Compression and de-compression will mainly use cpu and I will record the usr, sys, wait and the total of them to measure how much CPU each codec will use. The data is made by dstat as well. Pay attention that my docker only has 4 CPU and this tests are mainly used to compare with different codec, not to dig into the absoulute number because it would be different in different boxes.

The test is simple, I used dstat to record the system metrics I want, and meanwhile, use kafka-console-producer.sh or kafka-console-consumers.sh in another container (not the Kafka container) to send or consume data from Kafka.

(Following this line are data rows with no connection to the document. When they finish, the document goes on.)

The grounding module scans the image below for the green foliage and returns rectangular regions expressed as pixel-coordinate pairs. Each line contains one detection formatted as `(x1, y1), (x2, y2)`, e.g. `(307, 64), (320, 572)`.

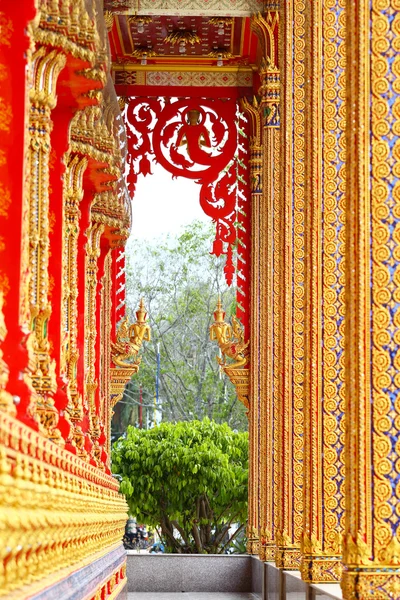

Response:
(112, 418), (248, 553)
(113, 221), (247, 435)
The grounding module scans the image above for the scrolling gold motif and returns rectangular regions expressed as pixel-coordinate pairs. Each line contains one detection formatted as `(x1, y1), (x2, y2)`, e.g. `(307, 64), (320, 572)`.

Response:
(342, 0), (400, 600)
(301, 0), (345, 582)
(275, 1), (305, 569)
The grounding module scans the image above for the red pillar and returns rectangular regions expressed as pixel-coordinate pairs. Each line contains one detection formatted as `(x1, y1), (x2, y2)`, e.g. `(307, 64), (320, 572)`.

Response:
(0, 0), (37, 428)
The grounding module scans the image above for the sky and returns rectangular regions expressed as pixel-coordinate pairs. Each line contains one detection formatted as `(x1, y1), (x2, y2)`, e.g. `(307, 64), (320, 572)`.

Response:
(131, 165), (210, 242)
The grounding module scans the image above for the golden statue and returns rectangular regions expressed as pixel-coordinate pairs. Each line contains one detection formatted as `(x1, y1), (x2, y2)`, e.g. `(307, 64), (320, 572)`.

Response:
(111, 298), (151, 373)
(210, 297), (250, 409)
(210, 297), (250, 369)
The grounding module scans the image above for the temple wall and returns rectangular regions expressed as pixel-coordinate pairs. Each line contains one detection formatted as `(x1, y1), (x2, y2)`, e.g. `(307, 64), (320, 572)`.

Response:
(0, 0), (132, 600)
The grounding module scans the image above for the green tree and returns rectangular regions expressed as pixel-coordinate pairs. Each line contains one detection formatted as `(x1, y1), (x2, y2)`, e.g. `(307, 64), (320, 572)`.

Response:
(114, 221), (247, 433)
(112, 418), (248, 554)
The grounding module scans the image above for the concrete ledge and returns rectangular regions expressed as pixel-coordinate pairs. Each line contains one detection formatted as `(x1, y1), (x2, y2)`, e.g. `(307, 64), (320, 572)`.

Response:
(262, 563), (342, 600)
(127, 551), (253, 593)
(28, 544), (126, 600)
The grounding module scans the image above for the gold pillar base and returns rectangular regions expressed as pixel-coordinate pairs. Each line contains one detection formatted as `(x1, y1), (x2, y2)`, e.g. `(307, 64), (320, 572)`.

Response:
(341, 566), (400, 600)
(275, 546), (301, 571)
(300, 554), (343, 583)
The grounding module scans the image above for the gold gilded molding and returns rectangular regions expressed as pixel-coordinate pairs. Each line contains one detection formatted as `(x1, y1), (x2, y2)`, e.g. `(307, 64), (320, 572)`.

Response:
(60, 154), (88, 459)
(241, 98), (266, 554)
(0, 413), (127, 595)
(300, 0), (346, 582)
(99, 250), (113, 460)
(342, 0), (400, 599)
(210, 298), (249, 410)
(84, 223), (104, 452)
(0, 290), (17, 416)
(275, 0), (305, 569)
(110, 298), (151, 408)
(27, 47), (66, 444)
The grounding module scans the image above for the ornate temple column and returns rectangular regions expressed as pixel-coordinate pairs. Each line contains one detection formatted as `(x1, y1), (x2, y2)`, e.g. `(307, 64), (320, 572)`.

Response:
(242, 2), (280, 560)
(29, 47), (66, 444)
(100, 250), (115, 462)
(274, 0), (305, 569)
(301, 0), (346, 582)
(342, 0), (400, 599)
(84, 223), (104, 466)
(242, 100), (266, 554)
(60, 153), (88, 459)
(0, 0), (36, 427)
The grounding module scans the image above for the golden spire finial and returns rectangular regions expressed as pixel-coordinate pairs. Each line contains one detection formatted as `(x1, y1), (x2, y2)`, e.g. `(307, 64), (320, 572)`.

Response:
(214, 294), (225, 323)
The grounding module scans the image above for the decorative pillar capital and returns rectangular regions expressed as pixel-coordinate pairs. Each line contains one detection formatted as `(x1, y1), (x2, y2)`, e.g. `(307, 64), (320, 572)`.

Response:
(210, 298), (250, 410)
(111, 298), (151, 407)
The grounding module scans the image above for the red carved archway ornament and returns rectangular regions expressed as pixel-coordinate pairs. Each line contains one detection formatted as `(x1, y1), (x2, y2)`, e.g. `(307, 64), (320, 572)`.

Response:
(125, 98), (241, 285)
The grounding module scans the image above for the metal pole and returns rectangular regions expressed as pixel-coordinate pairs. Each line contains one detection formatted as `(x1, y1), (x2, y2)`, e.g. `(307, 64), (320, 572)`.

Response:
(156, 342), (160, 406)
(139, 384), (143, 429)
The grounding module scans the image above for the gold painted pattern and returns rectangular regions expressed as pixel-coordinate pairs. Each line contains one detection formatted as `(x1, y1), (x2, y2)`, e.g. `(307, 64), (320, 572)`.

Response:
(275, 1), (305, 569)
(301, 0), (345, 582)
(342, 0), (400, 599)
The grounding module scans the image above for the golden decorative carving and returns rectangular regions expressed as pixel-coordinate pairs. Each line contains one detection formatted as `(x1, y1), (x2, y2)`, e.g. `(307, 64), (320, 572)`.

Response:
(104, 10), (114, 31)
(163, 30), (201, 46)
(274, 0), (305, 569)
(342, 0), (400, 599)
(110, 298), (151, 407)
(27, 47), (66, 444)
(0, 291), (17, 416)
(84, 224), (104, 448)
(111, 298), (151, 373)
(210, 298), (250, 409)
(0, 413), (127, 594)
(301, 0), (346, 582)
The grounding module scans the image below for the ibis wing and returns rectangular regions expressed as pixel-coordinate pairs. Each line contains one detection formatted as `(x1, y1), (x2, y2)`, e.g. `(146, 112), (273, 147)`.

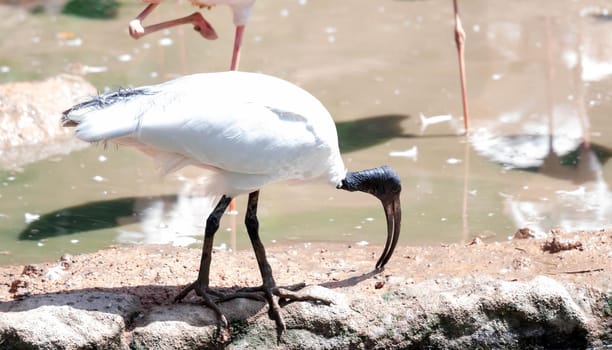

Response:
(135, 103), (337, 181)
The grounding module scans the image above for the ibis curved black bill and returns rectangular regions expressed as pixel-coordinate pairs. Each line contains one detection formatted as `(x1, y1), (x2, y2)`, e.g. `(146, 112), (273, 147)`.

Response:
(338, 166), (402, 270)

I will record metrics of both client(run console shell) and server(run Kafka server).

Producer CPU Usage

Server Side

Metrics

codec usr sys wait total
none 41.08 6.56 7.08 54.72
gzip 31.28 1.70 0.45 33.43
snappy 36.89 4.12 4.13 45.14
lz4 33.72 2.77 1.37 37.86

Chart

Alt text

Client side

Metrics

codec usr sys wait total
none 41.00 6.52 7.09 54.61
gzip 31.28 1.70 0.44 33.42
snappy 36.65 4.13 4.07 44.85
lz4 33.70 2.76 1.36 37.82

Chart

Alt text

Consumer CPU Usage

Server side

Metrics

codec usr sys wait total
none 19.41 5.05 7.74 32.2
gzip 25.63 1.43 0.47 27.53
snappy 23.92 4.23 3.90 32.05
lz4 24.13 2.35 0.90 27.38

Chart

Alt text

Client Side

Metrics

codec usr sys wait total
none 19.47 5.05 7.77 32.29
gzip 18.84 1.16 0.41 20.41
snappy 23.82 4.36 3.86 32.04
lz4 24.13 2.35 0.91 27.39

Chart

Alt text

Conclusion

GZIP has the best compression rate but lowest performance, and LZ4 has the best performance. In the aspect of capacity, GZIP and NONE will cause wome wait which I don’t know the reason for that. Actually, the CPU usage for each codec is almost the same, I think capacity won’t be the main cause to choose different codecs.

To summarize the benchmarks briefly, use GZIP if you need cost less bandwidth and disk space, use LZ4 to maximum the performance

There is also one problem this benchmark has not cover - how much CPU usage would Kafka server use when there are a huge number of clients. Will the increase of the server-side CPU usage be the linear growth with the number of client? I have not made this test because I only have two containers.